Where is the beauty anymore? What kind of woman is this that destroys her own attraction and what are the consequences upon her and her children?
Remember that Uganda one time ranked first in the list of the most toured countries on the entire earth. It is probable that her fall is a consequence of enjoying foreign exchange gifts from the flourishing tourism with less effort to preserve her treasured micro climate.
Plague number one: the tourists have turned into NGO expatriates flocking in to attend various international environmental mourning ceremonies masquerading as workshops and fellowships.
Wretched villages no longer appealing to livelihoods; fields that no longer grow; stumps left of forests, saluting the hot of the sun, extreme weather conditions like strong winds that blow down people’s homes in addition to socio-economic dilemmas such as increased scarcity of wood-fuel and water shortages from prolonged dry spells.
Plague number two: October 2009, in the Eastern district of Bududa. Mudslide buries over 2000 people in 2 villages inhibiting the slopes of mountain Elgon, a tragedy that left over 3000 people destitute, homeless and bereaved.

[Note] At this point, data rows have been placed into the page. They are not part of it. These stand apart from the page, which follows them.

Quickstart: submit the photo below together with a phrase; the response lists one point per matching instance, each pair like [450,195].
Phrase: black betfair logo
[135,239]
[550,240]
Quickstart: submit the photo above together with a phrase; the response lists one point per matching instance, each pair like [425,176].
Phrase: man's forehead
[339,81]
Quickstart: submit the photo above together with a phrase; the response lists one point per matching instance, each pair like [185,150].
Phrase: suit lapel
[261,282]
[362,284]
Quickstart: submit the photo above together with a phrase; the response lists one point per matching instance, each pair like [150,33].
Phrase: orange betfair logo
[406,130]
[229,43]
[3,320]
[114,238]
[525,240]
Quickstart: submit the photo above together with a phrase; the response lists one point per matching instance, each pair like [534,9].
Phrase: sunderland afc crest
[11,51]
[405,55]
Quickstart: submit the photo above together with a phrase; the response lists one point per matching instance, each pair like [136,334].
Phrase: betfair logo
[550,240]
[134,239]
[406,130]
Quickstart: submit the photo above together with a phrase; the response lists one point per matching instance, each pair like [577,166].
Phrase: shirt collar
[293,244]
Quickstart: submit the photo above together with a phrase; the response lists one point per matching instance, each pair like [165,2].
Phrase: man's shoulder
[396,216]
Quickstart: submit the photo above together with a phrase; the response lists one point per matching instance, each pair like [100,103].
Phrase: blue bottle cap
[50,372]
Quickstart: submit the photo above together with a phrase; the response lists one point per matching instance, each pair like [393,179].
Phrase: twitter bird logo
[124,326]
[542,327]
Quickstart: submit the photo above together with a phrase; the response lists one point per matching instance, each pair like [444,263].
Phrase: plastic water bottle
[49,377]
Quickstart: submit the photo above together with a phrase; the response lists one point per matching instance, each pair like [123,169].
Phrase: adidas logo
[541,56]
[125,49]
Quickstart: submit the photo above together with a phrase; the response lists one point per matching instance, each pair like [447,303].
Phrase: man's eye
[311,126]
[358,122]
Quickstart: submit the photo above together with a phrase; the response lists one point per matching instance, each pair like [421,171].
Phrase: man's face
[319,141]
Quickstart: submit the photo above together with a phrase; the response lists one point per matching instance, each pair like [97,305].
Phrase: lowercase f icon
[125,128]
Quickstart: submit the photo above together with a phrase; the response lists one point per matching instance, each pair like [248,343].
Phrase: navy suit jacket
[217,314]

The government was forced to declare a public holiday for Ugandans to mourn those who perished in the landslide. Climate Alert’s quickly casted the disaster to the “list of the deadliest mudslides of all times.”
The menace was linked to rampant deforestation of the steep slopes for wood-fuel production and farming space. When torrential rains resulting from the changing weather patterns hit the bare mountain slope, it fell apart upon the villages.
National Environmental Management Authority (NEMA) sent outcries to the public to conserve forests. The local watchdog had noticed the size of forest cover had declined over time in an alarming rate. It was estimated that there was an annual forest loss of 88,638 hectares per year from 1990-2005nationwide corresponding to pressure to provide livelihoods and economic benefits.
International watchdogs also barked. World Bank Group in partnership with Korea Green Growth Partnership published a 60 paged document, Promoting Green Urban Development in African Cities with critical concerns that Urban Africa has seriously lost much of its green vegetation.
Focusing on Uganda, former public spaces and parks in Kampala and other towns have been mysteriously converted into other urban uses such as erection of tall buildings.
Another plague was brought to light more recently during the Paris Climate summit. Moments of silence shifted to live images of the receding snowline at two summits of Uganda’s Rwenzori Mountains: Margherita and Edward.
The images, beamed into the summit by a team of seasoned mountaineers on location atop the Rwenzori, helped cover the melting glaciers as a consequence of warming planet.
Among the images streamed through at the summit included an expanse of the mountains’ vegetation that was razed by a wild fire late 2014 that lasted almost a week, following a spell of close to a month without rainfall on the mountains that are also a UNESCO heritage site.
“The Rwenzoris are known to experience heavy rainfall at least twice every week, and long spells without rain on the mountains are a stark indicator of the effects of climate change,” says Tim Jarvis, the ambassador of World Wide Fund for Nature, Australia, and leader of the four-man crew of mountaineers who streamed live to the summit from the Rwenzoris.
This is the heavy price we are paying encroaching the nature. If we want a greener future for the generation to come, it is important we combat climate change from its roots. This would render cutting down all various fossil consumption of all sorts and focusing on renewable energy investment.
A greener country and a brighter future will lean on the raptures of renewable energy miracles, a trance that will break the bondage of carbon dioxide karma, as a contribution to the united effort to achieve the major goal of an agreement reached last year in Paris—to stop climate change and keep the temperature increase below 1.5 degrees.
Such huge efforts to heal the country mean small, small contributions. Works will need to be focused activities like conservation and enhancement of forest landscapes, reclaiming waste lands hence restoring biodiversity; livelihoods, and economic opportunities which they support.
Doing, one of the most pertinent goals of Paris climate summit, “Pledging to create one new ecosystem for every ecosystem destroyed by climate change,” will be deliberately met to avoid more unknown plagues.